What are the advantages of a polars LazyFrame over a Dataframe?


Python polars are pretty similar to Python pandas.

I know in pandas we do not have Lazyframes.

We can create Lazyframes just like Dataframes in polars.

import polars as pl
data = {"a": [1, 2, 3], "b": [5, 4, 8]}
lf = pl.LazyFrame(data)

I want to know what are the advantages of a Lazyframe over a Dataframe ?

If someone can explain with examples.

Thanks.


Solution

  • I think this is very good explained at the Polars docs:

    With the lazy API Polars doesn't run each query line-by-line but instead processes the full query end-to-end. To get the most out of Polars it is important that you use the lazy API because:

    the lazy API allows Polars to apply automatic query optimization with the query optimizer
    the lazy API allows you to work with larger than memory datasets using streaming
    the lazy API can catch schema errors before processing the data
    

    Here we see how to use the lazy API starting from either a file or an existing DataFrame.

    So in short in both cases you code your transformations. In a normal data-frame these transformations will be executed one by one, in the lazy case a "query optimizer" will look for shortcuts in the algorithm for reaching the same result.

    Notice that these shortcuts are not necessary and also not always present, so in the worst case the Lazy operation will just perform as the traditional one.

    Example

    As an example imagine that you need to Read a CSV transform it and filter it, in pandas we will:

    # Read everything even if we don't need everything
    df = pd.read_csv("example.csv") 
    # Potentially relocate memory or duplicate memory usage  
    df = df[['name','col2']]
    # We are transforming everything even if we will filter later
    df['name'] = df['name'].str.upper()
    # Same as before, and could have been avoided by not reading in the first place, or putting the transformation later
    df = df[df['col2']>0]
    

    In this process we may have allocated much more memory than the required for the original DF and in general we could have read the CSV file once already looking just for 'col1'>1 and 'col2'.

    There are optimizations we can do in the code to optimize it such as filtering first and transforming later.

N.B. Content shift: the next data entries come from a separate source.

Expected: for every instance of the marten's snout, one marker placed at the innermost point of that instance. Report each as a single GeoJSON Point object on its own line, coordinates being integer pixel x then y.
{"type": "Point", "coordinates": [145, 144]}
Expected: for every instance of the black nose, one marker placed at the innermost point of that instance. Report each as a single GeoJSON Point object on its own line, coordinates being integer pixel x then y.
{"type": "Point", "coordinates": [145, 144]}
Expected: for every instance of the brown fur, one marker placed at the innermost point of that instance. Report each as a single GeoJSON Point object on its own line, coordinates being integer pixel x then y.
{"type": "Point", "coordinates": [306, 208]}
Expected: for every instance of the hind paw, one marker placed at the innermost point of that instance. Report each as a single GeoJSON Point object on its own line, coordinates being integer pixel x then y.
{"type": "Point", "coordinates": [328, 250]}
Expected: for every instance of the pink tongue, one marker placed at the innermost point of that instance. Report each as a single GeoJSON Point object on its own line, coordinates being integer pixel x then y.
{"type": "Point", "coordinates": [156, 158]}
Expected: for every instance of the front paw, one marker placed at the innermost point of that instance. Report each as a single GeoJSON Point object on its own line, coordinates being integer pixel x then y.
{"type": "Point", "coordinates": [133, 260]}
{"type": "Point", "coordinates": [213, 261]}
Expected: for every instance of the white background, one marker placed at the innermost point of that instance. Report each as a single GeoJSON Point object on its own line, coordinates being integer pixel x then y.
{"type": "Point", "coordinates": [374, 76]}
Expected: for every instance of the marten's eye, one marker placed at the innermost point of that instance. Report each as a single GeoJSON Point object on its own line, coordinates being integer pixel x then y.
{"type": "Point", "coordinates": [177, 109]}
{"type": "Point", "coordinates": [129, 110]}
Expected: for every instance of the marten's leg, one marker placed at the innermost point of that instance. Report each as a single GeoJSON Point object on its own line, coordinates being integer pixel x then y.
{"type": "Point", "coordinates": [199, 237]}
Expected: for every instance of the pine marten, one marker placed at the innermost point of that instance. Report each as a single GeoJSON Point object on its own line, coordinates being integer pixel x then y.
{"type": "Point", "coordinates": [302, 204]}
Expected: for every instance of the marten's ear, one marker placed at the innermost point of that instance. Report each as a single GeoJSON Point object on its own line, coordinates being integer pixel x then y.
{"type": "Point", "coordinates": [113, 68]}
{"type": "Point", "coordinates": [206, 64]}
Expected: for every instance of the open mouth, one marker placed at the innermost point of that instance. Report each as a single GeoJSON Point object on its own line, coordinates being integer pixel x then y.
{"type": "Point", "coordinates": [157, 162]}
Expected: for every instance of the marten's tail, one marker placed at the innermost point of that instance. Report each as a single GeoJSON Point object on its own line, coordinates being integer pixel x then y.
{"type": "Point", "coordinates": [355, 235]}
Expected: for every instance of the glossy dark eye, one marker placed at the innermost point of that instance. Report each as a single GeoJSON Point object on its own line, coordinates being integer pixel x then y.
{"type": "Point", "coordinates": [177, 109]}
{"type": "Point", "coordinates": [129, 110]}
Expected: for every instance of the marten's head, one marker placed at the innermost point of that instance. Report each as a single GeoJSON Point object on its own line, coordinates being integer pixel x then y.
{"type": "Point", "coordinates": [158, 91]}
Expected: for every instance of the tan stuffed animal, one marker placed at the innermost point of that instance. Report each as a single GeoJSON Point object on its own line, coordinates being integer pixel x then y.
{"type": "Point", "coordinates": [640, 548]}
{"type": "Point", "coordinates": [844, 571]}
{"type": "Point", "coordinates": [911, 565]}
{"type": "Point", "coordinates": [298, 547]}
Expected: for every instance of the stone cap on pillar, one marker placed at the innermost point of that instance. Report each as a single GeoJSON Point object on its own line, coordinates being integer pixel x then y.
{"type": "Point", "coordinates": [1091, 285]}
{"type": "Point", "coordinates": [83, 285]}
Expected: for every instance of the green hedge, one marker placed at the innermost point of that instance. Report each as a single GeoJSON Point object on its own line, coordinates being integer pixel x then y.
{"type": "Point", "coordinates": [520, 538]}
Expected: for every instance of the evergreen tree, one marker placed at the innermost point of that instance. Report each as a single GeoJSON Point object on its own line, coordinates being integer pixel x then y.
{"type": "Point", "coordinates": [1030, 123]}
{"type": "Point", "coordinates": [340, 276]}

But let's check what a lazy operation can do does.

    Again from the docs of polar. we could have make the "query" for the whole process:

    q1 = (
        pl.scan_csv(f"docs/src/data/reddit.csv")
        .with_columns(pl.col("name").str.to_uppercase())
        .filter(pl.col("comment_karma") > 0) )
    
    # that reads in polars as :
    FILTER [(col("comment_karma")) > (0)] FROM WITH_COLUMNS:
        [col("name").str.uppercase()]
    
        CSV SCAN data/reddit.csv
        PROJECT */6 COLUMNS
    

    Then the polars optimizer will transform it (unless you tell them not to do it), so the actual operation looks like:

     WITH_COLUMNS:
     [col("name").str.uppercase()]
    
        CSV SCAN data/reddit.csv
        PROJECT */6 COLUMNS
        SELECTION: [(col("comment_karma")) > (0)]
    

    This is what polars executes and basically it filters and transform the df at the time of reading, altogether, saving computation and time.

    tldr:

    The LazyDataframe is meant to allow you to use the lazy API based on query optimization that shortcuts the amount of calculations needed by intelligently reordering operations instead of blindly executing them in order as it is usual in pandas.

    Of course for using the Lazy API we need to defers the actual execution of the code till when is needed so it can rearrange all operations.